Was soll nur aus den Zitro­nen wer­den, dach­te Sibyl­le. Das war doch eine Ver­schwen­dung. Man müss­te sie irgend­wie ver­wen­den, am bes­ten mit extra viel Zucker. Zitro­nen­drops fie­len ihr ein, aber die erschie­nen ihr als ein zu sehr ver­ar­bei­te­tes Nah­rungs­mit­tel. Da kam ihr die Lösung: Man müss­te die Zitro­nen in Schei­ben schnei­den und kan­die­ren, dann wären sie immer noch Zitro­nen, aber schmack­haf­ter und nicht so sehr ver­ar­bei­tet. Sie wag­te aber nicht, die Bau­stel­le zu betre­ten und die Arbei­ter zu bit­ten, eine Hand­voll der Früch­te pflü­cken zu dür­fen. Sie schenk­te dem lie­gen­den Baum noch einen letz­ten Blick und ging ins Hotel. Dort aß sie ein Zitro­nen­sor­bet, in das sie nach­träg­lich noch viel Zucker schüt­te­te, sodass es ihr sehr gut schmeck­te.

Ein Vier­tel­jahr, nach­dem Sibyl­le aus dem Urlaub zurück­ge­kehrt war, lern­te sie Klaus ken­nen. Mit ihm war es dann wie mit Bern­hard und eigent­lich wie mit allen ande­ren Män­nern, die sie bis dahin geliebt hat­te. Erst war sie glück­lich und dann ging er von einem Tag auf den ande­ren. Nur dau­er­te es die­ses Mal nur sechs Wochen und einen Tag, bis er zu ihr sag­te, sie käme wohl bes­ser ohne ihn zurecht. So kurz war es noch nie gewe­sen. Da beschloss Sibyl­le, ihr Leben zu ändern.

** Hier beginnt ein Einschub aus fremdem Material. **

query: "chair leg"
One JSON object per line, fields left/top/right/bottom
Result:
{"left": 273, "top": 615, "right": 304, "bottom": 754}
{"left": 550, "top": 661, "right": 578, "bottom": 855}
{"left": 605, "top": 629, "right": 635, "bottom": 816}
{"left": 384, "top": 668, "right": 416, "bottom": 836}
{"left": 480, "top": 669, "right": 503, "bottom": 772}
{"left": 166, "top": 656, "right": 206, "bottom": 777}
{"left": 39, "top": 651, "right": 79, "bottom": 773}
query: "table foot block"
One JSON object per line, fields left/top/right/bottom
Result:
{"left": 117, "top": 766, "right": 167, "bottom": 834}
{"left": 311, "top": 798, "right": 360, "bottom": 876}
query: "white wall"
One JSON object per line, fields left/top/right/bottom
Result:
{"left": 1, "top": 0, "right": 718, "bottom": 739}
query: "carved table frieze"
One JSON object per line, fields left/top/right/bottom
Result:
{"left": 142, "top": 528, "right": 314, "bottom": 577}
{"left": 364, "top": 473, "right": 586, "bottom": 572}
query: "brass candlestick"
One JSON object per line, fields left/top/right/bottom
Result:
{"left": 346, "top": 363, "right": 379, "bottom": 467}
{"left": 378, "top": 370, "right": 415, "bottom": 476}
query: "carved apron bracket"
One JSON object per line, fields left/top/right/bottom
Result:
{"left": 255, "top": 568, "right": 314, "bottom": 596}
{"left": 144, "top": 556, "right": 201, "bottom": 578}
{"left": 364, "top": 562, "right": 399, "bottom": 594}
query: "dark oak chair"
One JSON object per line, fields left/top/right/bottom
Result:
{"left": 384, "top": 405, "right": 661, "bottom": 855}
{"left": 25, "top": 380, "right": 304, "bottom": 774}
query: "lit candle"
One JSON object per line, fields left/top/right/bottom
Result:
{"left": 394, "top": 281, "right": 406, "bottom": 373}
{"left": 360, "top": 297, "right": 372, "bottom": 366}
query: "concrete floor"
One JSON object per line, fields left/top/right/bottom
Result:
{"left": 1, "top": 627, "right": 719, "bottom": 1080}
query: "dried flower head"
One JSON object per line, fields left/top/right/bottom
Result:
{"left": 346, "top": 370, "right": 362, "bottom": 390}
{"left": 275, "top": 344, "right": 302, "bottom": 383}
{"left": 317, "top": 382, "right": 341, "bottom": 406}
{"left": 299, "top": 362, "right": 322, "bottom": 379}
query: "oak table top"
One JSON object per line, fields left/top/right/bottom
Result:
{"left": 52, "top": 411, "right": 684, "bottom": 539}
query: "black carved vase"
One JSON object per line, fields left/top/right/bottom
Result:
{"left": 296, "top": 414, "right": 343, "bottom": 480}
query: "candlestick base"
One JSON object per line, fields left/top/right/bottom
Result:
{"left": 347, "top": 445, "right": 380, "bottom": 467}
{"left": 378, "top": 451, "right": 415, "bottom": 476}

Sie lern­te wie­der einen Mann ken­nen, was ihr nicht so schwer fiel. Er hieß Roland. Als sie sich dann wie­der so rich­tig glück­lich fühl­te, kauf­te sie eine Tüte mit kan­dier­ten grü­nen Zitro­nen­schei­ben und schenk­te sie ihm am sechs­ten Tag der sechs­ten Woche zum Abschied mit den Wor­ten, er käme ja wohl bes­ser ohne sie zurecht. So woll­te sie ihm zuvor­kom­men, dass er nicht etwas Ähn­li­ches zu ihr sag­te, und das hat­te sie nun auch geschafft. Roland konn­te erst gar nicht ver­ste­hen, war­um sie das tat und was sie da sag­te, nahm aber schließ­lich die Tüte und kam nicht wie­der.

So hält es Sibyl­le bis heu­te. Nicht jeder Mann nimmt die ange­bo­te­ne Tüte mit. Die hebt sie dann auf bis zum nächs­ten Mal, denn sie mag kei­ne Nah­rungs­mit­tel ver­schwen­den. Nur die Zei­ten, die zwi­schen ihren Lieb­schaf­ten ver­ge­hen, wer­den all­mäh­lich län­ger, sind aber immer noch um etwa sechs Wochen kür­zer als das Min­dest­halt­bar­keits­da­tum der kan­dier­ten Zitro­nen­schei­ben, die sie wei­ter­hin regel­mä­ßig kauft.